Tate was born in Macon, Ga., and grew up in Philadelphia, where as a teenager he sang with the doo-wop group The Gainors. He was a rising star in the music world who later suffered through decades of such extreme darkness that his long-time producer figured he was dead before having a career resurgence and receiving a Grammy nomination in 2004.

Photo: AP Photo
Howard Tate poses for a picture during an interview at his home in Vincentown, N.J. 

In the late 1960s and early ‘70s, Tate had three top 20 R&B hits, including “Get It While You Can,” written by his longtime producer Jerry Ragovoy and made more famous by Janis Joplin. Ragovoy, who died this year after a career producing artists including Dusty Springfield and Dionne Warwick, saw Tate as the artist who gave voice to the sounds he wanted to make.

At his early peak, Tate toured the chitlin circuit with Aretha Franklin as her version of “Respect” climbed the charts in 1967.

Legendary Philadelphia disc jockey Jerry Blavat called Tate “a major Philly star.”

“He truly was a street singer who captured the soul and feel of Philly back in the day,” Blavat said Tuesday.

But within a decade, Tate had walked away from his career, disillusioned that he wasn’t getting the royalties he thought he deserved. He took up a new career selling insurance in suburban Philadelphia.

“I got rid of my own records, and I didn’t listen to other people’s records because I didn’t want to flash back,” he told The Associated Press in a 2003 interview.

Then, he said, tragedy struck: A daughter died in a fire, and his marriage fell apart. He drank heavily, then became addicted to crack and other drugs and ended up homeless in Camden.

By the mid-1990s, he got clean and decided to become a minister. He eventually led a congregation in Willingboro.

Around that time, Tate’s 1967 album Get It While You Can, considered a classic by soul aficionados, was reissued on CD. On the liner notes, Ragovoy wrote that the singer was probably dead.

In 2001, a chance meeting at a grocery store between Tate and a former member of Harold Melvin’s Blue Notes tipped off the music world that he was alive.

And in 2003, he returned to the recording studio – Ragovoy’s Atlanta studio – to make Rediscovered, which was nominated for a Grammy for best contemporary blues record the next year.
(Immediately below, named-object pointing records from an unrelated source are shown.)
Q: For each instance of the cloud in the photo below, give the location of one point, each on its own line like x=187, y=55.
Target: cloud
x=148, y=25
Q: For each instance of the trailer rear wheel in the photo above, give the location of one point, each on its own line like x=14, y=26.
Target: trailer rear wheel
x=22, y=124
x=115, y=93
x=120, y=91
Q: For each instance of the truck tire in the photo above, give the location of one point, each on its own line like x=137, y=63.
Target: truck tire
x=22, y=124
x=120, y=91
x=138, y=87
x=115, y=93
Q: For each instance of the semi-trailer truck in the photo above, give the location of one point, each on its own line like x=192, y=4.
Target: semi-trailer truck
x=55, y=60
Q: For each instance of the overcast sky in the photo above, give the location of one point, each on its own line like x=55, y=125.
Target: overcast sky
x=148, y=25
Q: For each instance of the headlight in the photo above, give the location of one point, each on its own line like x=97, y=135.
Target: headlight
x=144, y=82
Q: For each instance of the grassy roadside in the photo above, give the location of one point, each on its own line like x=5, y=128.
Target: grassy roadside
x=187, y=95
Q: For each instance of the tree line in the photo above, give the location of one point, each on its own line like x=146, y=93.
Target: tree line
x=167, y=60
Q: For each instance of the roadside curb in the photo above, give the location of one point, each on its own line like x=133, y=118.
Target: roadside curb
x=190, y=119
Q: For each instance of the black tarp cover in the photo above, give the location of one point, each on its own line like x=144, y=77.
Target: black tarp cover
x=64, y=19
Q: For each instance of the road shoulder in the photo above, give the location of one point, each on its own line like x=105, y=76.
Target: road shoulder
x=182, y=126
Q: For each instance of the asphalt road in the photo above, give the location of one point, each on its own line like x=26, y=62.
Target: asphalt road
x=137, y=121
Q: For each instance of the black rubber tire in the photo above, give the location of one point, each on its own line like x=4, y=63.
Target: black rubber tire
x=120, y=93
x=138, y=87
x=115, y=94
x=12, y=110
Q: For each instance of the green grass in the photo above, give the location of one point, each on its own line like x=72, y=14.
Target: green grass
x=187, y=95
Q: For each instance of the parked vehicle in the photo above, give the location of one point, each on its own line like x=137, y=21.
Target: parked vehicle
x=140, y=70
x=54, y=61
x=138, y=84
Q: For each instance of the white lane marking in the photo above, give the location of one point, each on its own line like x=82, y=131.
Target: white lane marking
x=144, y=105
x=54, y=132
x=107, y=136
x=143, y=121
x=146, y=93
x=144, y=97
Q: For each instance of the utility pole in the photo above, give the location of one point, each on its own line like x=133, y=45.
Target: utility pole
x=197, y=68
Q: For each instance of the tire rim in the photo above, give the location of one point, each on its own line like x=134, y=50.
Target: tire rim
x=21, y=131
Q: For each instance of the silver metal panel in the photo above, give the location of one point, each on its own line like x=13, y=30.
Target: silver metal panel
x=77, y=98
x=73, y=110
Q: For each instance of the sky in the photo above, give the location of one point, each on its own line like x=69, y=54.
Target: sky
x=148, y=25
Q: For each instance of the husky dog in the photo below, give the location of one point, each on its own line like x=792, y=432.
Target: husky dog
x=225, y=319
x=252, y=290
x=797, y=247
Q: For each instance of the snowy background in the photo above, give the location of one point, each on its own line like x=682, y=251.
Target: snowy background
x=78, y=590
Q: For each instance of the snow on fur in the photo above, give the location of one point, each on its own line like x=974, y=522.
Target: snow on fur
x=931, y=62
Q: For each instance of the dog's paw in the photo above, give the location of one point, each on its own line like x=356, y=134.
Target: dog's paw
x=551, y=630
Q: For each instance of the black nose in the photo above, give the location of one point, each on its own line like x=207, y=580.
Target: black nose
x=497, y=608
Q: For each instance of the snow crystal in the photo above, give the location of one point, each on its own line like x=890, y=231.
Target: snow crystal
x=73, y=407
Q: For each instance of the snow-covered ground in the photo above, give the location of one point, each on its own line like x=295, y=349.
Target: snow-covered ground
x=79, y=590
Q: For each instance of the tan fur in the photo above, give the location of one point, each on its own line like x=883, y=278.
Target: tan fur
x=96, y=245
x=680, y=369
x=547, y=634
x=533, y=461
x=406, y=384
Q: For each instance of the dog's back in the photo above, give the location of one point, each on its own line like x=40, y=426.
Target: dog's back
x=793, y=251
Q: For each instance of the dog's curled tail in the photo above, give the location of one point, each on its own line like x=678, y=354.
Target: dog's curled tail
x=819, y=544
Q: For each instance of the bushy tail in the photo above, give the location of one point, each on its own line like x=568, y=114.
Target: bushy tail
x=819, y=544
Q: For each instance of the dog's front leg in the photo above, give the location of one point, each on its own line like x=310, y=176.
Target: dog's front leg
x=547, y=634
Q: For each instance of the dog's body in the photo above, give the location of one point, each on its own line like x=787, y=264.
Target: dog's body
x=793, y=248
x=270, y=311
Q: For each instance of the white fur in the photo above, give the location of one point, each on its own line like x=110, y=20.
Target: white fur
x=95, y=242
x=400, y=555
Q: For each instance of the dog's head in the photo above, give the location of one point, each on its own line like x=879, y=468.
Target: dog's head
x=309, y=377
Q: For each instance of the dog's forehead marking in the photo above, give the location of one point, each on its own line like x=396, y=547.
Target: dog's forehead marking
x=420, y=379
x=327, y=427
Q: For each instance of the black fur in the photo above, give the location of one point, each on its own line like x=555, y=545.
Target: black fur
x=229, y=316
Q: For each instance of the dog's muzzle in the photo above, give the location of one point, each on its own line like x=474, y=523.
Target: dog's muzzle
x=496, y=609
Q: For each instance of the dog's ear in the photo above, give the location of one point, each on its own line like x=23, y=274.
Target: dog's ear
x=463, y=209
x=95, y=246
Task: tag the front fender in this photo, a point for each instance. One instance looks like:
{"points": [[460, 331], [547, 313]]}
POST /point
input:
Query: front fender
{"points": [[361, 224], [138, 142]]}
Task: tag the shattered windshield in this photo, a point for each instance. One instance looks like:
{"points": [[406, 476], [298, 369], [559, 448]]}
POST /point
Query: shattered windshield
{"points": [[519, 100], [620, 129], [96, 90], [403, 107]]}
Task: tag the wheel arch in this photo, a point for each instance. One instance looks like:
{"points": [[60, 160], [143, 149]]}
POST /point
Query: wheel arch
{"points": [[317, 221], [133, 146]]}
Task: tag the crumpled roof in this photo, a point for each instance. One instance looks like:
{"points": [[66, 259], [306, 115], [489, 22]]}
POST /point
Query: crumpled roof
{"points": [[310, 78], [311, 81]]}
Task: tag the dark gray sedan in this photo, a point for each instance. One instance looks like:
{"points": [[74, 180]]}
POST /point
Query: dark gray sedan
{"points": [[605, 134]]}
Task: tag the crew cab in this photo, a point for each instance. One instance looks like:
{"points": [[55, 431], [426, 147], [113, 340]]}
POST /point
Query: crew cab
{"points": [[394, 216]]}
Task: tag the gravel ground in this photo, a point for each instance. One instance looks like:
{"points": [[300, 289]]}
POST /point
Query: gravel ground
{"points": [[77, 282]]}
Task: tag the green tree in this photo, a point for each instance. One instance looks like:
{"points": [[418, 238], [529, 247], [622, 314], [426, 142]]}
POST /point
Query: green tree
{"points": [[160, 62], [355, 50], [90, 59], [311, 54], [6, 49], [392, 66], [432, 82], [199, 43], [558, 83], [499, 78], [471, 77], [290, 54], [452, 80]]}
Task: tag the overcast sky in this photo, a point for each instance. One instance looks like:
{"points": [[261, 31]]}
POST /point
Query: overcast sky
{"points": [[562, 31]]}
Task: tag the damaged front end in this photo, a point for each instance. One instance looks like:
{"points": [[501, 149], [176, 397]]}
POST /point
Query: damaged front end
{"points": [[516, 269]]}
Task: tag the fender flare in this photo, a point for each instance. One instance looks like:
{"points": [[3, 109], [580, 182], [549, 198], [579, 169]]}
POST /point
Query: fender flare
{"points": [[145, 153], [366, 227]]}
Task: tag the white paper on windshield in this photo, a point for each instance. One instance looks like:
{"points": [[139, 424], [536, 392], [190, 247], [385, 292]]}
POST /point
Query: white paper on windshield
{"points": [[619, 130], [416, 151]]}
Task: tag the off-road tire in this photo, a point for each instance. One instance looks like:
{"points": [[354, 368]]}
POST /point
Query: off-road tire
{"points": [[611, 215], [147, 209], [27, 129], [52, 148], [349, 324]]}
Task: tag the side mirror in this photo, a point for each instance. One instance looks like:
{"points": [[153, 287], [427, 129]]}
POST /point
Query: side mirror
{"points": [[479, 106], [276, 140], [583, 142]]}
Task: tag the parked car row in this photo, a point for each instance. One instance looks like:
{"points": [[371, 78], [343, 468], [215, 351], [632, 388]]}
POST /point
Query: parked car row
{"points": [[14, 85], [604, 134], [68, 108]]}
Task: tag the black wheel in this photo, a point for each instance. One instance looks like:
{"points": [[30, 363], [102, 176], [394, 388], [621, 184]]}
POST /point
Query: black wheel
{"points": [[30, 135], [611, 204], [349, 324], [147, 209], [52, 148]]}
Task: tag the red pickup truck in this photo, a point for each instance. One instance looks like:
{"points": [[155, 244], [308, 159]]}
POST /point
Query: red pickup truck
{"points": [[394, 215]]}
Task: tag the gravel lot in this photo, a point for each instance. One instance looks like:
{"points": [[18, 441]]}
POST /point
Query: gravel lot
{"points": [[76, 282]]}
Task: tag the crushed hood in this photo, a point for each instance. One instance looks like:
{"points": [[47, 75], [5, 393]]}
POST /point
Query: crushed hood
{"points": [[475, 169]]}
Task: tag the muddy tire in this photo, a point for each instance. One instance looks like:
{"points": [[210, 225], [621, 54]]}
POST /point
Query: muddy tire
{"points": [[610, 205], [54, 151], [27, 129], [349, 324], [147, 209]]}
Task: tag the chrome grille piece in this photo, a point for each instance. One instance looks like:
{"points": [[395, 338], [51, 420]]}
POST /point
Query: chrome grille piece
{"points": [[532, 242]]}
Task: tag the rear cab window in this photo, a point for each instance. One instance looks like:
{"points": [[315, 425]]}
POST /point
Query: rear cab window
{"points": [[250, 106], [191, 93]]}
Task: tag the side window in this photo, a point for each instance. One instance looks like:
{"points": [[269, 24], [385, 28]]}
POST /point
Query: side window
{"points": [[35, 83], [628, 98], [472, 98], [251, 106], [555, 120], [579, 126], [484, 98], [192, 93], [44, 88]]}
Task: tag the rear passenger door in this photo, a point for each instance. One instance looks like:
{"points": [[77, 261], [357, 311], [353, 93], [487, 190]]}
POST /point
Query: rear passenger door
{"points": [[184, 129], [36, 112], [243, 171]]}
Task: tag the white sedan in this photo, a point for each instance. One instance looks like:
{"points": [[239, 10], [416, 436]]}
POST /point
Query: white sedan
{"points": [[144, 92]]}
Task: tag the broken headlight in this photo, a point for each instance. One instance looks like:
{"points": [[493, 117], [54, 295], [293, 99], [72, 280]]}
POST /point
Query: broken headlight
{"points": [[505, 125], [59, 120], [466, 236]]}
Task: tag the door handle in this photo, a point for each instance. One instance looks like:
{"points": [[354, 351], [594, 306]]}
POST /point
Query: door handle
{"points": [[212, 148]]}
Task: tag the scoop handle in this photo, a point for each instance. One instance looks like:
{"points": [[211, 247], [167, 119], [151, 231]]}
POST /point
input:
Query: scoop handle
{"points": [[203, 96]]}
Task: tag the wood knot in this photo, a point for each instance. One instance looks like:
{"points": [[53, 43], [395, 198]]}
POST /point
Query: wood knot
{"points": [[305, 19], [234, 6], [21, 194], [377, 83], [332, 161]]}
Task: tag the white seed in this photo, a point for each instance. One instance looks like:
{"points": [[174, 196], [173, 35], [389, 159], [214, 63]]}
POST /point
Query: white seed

At the time, Ragovoy was amazed that his protege’s voice sounded the same as it had 30 years earlier – maybe better.

Tate said he believed it was “a call from God” that brought him back to the music industry he had “hated and despised so bad.”

Over the next five years, he toured and released a live record and three more studio CDs.

For Blavat, it was gratifying to see someone whose career was cut short at first getting critical praise.

“They finally,” he said, “knew what I knew about this cat.”